Taxpayer relies on Rule 12C-1.0131(3)(b)2.a., F.A.C., which permits the Executive Director to consider “[c]hanges in law or circumstances, including changes which do not affect income tax liability.”1 Taxpayer contends that the business focus of the affiliated group has changed significantly since XXX, the year for which Taxpayer made its consolidated filing election. 

The information provided by Taxpayer shows substantial growth in its business and significant changes to its operations since XXX, with major acquisitions and substantial changes to its method of operations. Taxpayer’s overall growth, expanding markets, and changes in operations, taken together, are a sufficient basis for granting Taxpayer’s request for deconsolidation.

CONCLUSION 

Based on the following four conditions, the Department grants permission to Taxpayer to discontinue filing consolidated corporate income tax returns beginning with the tax year ended XXX:

1. That the deconsolidation is effective for the tax year ending on XXX. 

2. That Taxpayer has no realized but unrecognized income or expense items that may be recognized at a later date. 

3. That Taxpayer group does not become part of a consolidated Florida corporate income tax return prior to the tax year ending XXX. 

4. That any deferred gains which are realized for Federal tax purposes, but which have not yet been recognized, must be reported in total, on the income tax return filed by the taxpayers for tax year ending XXX.

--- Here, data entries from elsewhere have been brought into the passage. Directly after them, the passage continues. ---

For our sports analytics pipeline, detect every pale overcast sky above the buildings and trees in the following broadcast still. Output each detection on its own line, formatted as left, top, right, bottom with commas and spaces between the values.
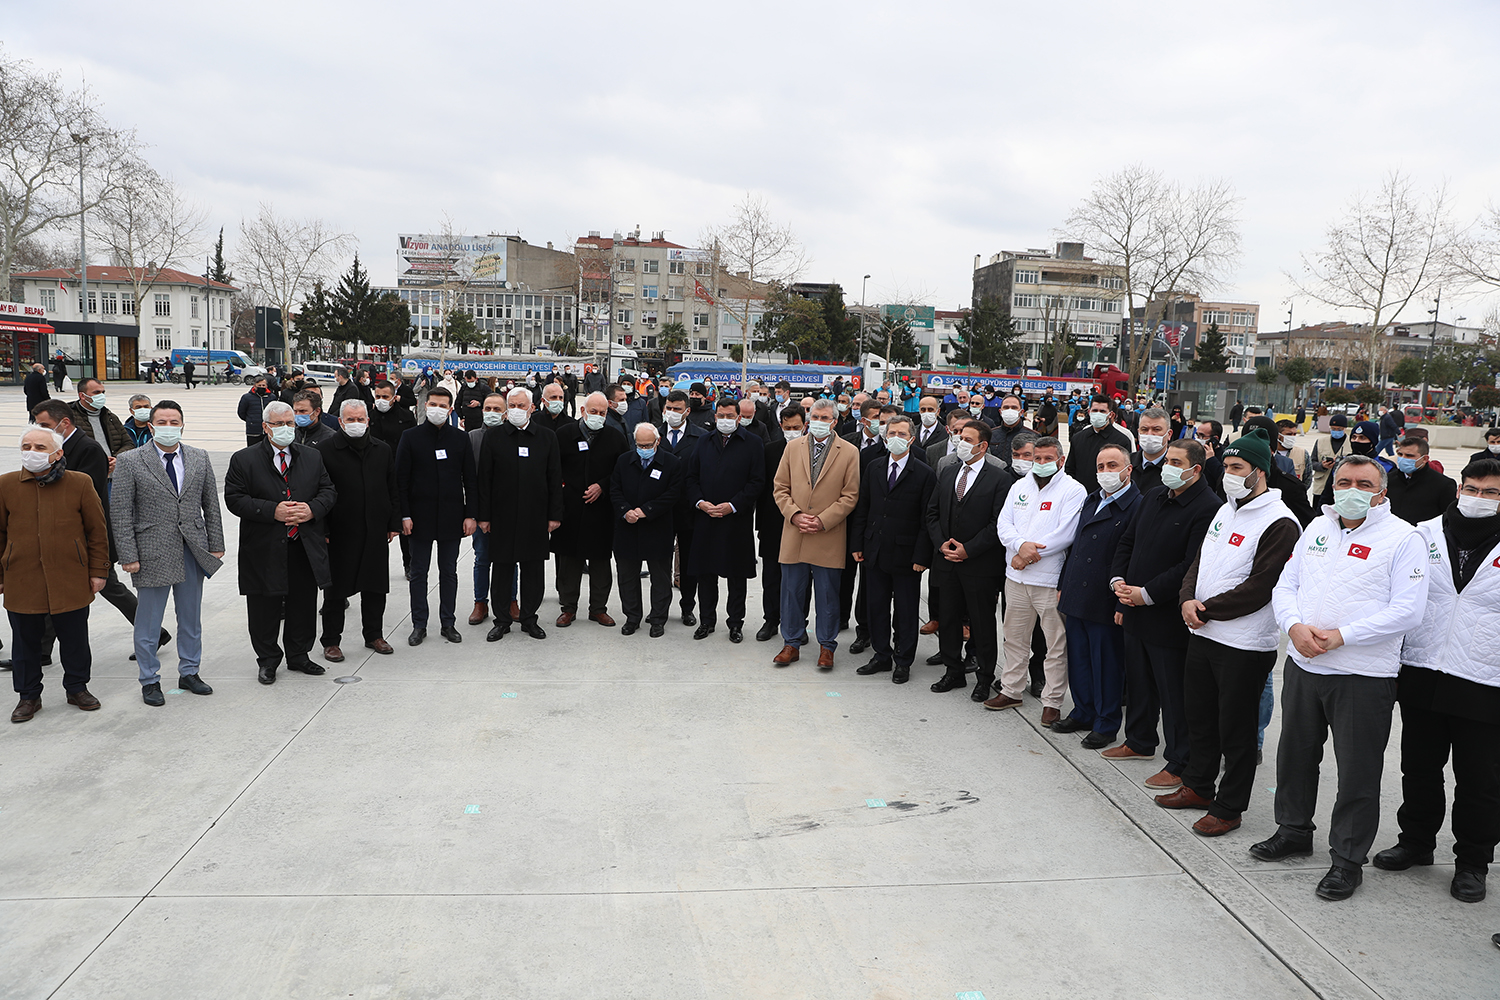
11, 0, 1500, 328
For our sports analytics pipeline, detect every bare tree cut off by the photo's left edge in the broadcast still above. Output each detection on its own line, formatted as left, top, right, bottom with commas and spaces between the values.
0, 54, 137, 294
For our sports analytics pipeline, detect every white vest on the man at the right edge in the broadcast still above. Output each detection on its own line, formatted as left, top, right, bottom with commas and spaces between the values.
1401, 516, 1500, 688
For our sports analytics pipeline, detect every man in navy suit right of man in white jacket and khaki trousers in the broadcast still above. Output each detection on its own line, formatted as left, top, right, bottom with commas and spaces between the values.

This response constitutes a TAA under s. 213.22, F.S., which is binding on the Department only under the facts and circumstances described in the request for this advice, as specified in s. 213.22, F.S. Our response is predicated on those facts and the specific situation summarized above. You are advised that subsequent statutory or administrative rule changes, or judicial interpretations of the statutes or rules, upon which this advice is based, may subject similar future transactions to a different treatment than expressed in this response. 

You are further advised that this response, your request and related backup documents are public records under Chapter 119, F.S., and are subject to disclosure to the public under the conditions of s. 213.22, F.S. Confidential information must be deleted before public disclosure. In an effort to protect confidentiality, we request you provide the undersigned with an edited copy of your request for TAA, the backup material and this response, deleting names, addresses and any other details which might lead to identification of the Taxpayer. Your response should be received by the Department within ten (10) days of the date of this letter.

Suzanne C. Paul 

Tax Law Specialist 

Technical Assistance and Dispute Resolution


(1) Taxpayer estimates that, based on XXX taxable income, XXX apportionment factors, and using a tax rate of XXX percent, its XXX Florida corporate income tax liability on a consolidated basis of $XXX will decrease to $XXX on a separate return basis. Taxpayer’s XXX Florida corporate income tax liability on a consolidated basis was $XXX. Although the amount of Taxpayer’s XXX Florida corporate income tax liability on a separate, pro forma basis was requested, that information has not been provided.